Selain itu, RDS juga berperan sebagai pemodal dan penyedia seluruh sarana yang dibutuhkan, termasuk puluhan komputer dan ratusan kartu SIM perdana.
Slamet mengatakan, RDS adalah bos sindikat pejudol yang menyiapkan link atau situsnya dia mencari kemudian menyiapkan PC atau komputer.
"RDS lalu menyuruh 4 karyawannya untuk memasang judi online. RDS ini yang bertugas mencari promosi di situs-situs judol," kata dia lagi.
Keempat orang yang disuruh RDS, yakni NF, EN, DA, dan PA, memang direkrut sebagai "karyawan" atau pemain.
Tugas mereka adalah membuat akun baru setiap hari di berbagai situs judi yang telah ditentukan oleh RDS, kemudian bermain untuk memaksimalkan keuntungan.
Modus operandinya sangat terstruktur. Para karyawan ini diwajibkan membuat dan memainkan 10 akun baru per hari untuk setiap komputer.
Dengan total empat unit PC, komplotan ini mampu mengoperasikan 40 akun baru setiap harinya.
Polisi menemukan bahwa mereka sengaja menargetkan akun baru karena persentase kemenangan (win rate) pada akun tersebut cenderung lebih tinggi, sebuah trik dari bandar untuk menarik pemain.
"Kalau judi kan seperti itu akun baru dibuat menang, untuk menarik pemain lama-lama dikuras habis," ujar Slamet.
Setelah mendapatkan kemenangan yang signifikan dari satu akun, mereka akan segera melakukan penarikan dana (withdraw) dan meninggalkan akun tersebut.
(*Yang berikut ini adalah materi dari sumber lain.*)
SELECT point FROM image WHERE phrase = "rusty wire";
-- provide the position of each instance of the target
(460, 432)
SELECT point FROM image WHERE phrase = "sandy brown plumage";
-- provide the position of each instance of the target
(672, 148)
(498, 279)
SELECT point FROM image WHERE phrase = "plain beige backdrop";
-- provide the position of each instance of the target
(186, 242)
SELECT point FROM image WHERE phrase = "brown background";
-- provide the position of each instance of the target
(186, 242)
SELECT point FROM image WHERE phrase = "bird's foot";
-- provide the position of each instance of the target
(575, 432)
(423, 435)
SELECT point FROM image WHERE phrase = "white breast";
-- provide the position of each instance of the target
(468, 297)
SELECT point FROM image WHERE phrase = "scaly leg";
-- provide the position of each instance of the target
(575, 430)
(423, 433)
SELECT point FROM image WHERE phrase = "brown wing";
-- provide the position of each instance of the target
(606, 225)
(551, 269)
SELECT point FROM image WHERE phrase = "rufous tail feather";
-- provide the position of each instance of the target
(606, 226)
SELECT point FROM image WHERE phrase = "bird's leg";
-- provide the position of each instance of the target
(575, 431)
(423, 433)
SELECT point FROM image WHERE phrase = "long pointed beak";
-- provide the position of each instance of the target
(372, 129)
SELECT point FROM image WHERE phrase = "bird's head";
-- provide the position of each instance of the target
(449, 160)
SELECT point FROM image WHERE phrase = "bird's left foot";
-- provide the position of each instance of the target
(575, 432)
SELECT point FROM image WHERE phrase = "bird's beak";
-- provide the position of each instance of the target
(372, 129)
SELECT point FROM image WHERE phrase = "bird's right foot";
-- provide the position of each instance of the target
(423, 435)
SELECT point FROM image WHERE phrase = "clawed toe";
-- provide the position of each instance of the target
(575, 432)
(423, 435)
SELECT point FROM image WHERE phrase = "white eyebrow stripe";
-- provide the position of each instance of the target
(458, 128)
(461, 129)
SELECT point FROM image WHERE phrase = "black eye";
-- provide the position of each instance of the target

Jika kalah, mereka tidak merugi banyak karena modal yang digunakan kecil, dan mereka akan langsung beralih membuat akun baru lagi.
"Karyawan ini yang buka akun sekaligus betting juga," kata dia.
Untuk menyamarkan jejak dan mengelabui sistem keamanan situs judi, RDS membekali komplotannya dengan puluhan hingga ratusan kartu SIM baru.
Kanit 1 Subdit V Ditreskrimsus Polda DIY, Kompol Ardiansyah Rolindo Saputra, menambahkan, "Kartunya diganti-ganti untuk mengelabui sistem IP Address. Jadi tidak hanya mengambil keuntungan fee akun baru, tetapi juga memainkan modal yang ada di dalam termasuk bonus, kalau untung dia withdraw kalau kalah buka akun baru."
Melalui operasi canggih ini, RDS memberikan gaji kepada setiap karyawannya sebesar Rp1 juta hingga Rp1,5 juta per minggu.
Kini, kelima tersangka harus mempertanggungjawabkan perbuatannya.
Mereka dijerat dengan pasal berlapis, yakni Pasal 45 ayat 3 jo Pasal 27 ayat 2 Undang-Undang Nomor 1 Tahun 2024 tentang Perubahan Kedua atas UU Nomor 11 Tahun 2008 tentang Informasi dan Transaksi Elektronik (ITE), dan/atau Pasal 303 KUHP jo Pasal 55 KUHP dan/atau Pasal 56 KUHP.
Ancaman hukuman yang menanti tidak main-main, yaitu maksimal 10 tahun penjara dan denda hingga Rp10 miliar.